Princeton researchers analyze 2 million-year-old ice cores

Researchers from Princeton University have extracted ice cores from Antarctica that has given the first direct observations of the ancient climate when the early ancestors of humans roamed the Earth. The gas bubbles that were trapped in the ice cores said to be the oldest recovered, give snapshots of prehistoric atmospheric conditions and temperatures. The team collected the ancient ice cores in the Allan Hills of Antarctica.The team used data from the ice cores to answer long-held questions about how the current glacial cycle emerged. The team says that up until 1.2 million years ago, the Earth's ice ages consisted of thinner, smaller glaciers that came and went every 40,000 years on average.

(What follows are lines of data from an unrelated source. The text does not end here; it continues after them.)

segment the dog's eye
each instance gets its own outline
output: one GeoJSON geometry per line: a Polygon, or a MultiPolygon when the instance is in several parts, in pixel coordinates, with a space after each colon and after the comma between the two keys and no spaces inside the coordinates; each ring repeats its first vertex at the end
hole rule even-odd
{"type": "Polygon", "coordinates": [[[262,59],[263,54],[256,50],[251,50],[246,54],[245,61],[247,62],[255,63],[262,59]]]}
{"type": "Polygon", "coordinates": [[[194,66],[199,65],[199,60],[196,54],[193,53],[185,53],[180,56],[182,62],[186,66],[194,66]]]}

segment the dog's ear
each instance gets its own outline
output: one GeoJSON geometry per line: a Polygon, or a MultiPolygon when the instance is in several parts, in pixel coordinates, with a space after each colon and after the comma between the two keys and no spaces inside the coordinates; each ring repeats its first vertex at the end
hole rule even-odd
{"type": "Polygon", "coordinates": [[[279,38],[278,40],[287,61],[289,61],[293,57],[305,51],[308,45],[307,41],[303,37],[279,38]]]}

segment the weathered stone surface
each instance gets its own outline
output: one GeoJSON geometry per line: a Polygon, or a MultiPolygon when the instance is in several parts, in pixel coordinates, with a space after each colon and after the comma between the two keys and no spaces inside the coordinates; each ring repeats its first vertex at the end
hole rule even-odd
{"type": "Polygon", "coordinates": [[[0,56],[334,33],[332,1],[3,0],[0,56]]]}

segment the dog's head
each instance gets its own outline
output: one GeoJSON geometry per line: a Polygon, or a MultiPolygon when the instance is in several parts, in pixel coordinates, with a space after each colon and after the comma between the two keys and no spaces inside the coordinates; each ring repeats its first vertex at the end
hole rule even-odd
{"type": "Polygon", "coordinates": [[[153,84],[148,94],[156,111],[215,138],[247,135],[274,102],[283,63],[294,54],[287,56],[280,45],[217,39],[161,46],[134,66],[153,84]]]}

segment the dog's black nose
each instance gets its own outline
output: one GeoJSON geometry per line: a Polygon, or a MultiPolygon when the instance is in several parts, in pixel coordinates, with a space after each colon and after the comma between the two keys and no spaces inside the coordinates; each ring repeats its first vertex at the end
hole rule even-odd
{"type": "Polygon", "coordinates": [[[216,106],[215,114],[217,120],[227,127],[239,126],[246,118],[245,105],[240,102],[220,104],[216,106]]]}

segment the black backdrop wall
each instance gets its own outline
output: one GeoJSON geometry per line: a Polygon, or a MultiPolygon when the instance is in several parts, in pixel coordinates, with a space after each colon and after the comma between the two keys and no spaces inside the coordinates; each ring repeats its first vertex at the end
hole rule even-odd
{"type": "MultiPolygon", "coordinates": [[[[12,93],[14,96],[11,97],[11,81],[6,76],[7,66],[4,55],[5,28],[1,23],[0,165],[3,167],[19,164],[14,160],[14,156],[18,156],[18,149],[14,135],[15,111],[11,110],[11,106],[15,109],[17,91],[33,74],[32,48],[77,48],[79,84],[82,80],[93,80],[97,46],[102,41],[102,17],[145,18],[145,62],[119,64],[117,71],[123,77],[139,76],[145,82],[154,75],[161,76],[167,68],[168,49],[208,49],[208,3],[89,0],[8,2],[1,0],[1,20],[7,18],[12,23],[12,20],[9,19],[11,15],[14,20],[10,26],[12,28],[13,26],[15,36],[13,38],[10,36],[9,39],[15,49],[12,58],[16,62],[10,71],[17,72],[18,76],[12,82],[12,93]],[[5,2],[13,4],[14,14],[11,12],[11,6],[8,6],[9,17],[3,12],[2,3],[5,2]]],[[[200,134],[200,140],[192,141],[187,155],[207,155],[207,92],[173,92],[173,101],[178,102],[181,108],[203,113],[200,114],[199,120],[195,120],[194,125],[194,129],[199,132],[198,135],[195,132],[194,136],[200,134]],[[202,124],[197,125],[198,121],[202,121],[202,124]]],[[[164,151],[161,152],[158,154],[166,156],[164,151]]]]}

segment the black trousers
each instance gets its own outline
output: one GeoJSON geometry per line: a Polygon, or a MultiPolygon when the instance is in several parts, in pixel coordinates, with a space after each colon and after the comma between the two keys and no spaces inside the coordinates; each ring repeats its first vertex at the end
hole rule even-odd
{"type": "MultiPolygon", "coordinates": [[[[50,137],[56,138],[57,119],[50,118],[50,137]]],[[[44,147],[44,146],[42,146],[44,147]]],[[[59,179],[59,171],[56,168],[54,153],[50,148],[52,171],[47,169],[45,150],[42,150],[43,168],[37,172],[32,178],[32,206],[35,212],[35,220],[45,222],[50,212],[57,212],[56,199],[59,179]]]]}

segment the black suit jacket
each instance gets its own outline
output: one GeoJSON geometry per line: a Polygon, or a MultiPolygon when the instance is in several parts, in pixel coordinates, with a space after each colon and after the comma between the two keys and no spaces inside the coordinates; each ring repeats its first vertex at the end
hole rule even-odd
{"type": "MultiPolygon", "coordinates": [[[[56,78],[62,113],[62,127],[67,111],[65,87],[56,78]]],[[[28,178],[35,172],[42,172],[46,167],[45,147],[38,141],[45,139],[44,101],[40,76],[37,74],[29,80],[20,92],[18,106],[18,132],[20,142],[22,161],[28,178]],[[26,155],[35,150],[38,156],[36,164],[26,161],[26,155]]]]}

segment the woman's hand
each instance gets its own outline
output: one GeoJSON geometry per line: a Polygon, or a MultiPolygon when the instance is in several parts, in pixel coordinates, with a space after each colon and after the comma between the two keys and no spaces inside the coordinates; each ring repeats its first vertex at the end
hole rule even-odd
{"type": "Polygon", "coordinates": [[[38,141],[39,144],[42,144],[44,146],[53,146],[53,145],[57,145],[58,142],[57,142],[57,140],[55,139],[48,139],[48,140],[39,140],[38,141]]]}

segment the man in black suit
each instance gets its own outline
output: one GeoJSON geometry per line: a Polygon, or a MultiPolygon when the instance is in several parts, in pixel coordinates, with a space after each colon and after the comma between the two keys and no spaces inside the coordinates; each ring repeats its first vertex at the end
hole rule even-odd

After the Mid-Pleistocene Transition, the current world emerged characterized by colder and longer glacial cycles of 100,000 years. These are known as the 40k and 100k world. Some theories believe that the current 100k world emerged because of a long-term decline in atmospheric carbon dioxide.

The researchers found this wasn't the case with the samples showing average carbon dioxide was relatively steady through the 40k and 100k worlds. Researchers say that while the decline in carbon dioxide might not have led to the 100k world, there was a correlation between carbon dioxide and global temperature. The team says that changes in carbon dioxide are required to get from cooler glacial temperatures to warmer interglacial temperatures.

Carbon dioxide in the atmosphere today is over 400 ppm, nearly 100 ppm higher than levels of the 40k world. The team noted that we are seeing carbon dioxide levels not seen in 2 million years. To see an analogy of our world today in the past, we have to look beyond 2 million years ago to find it, according to the scientists.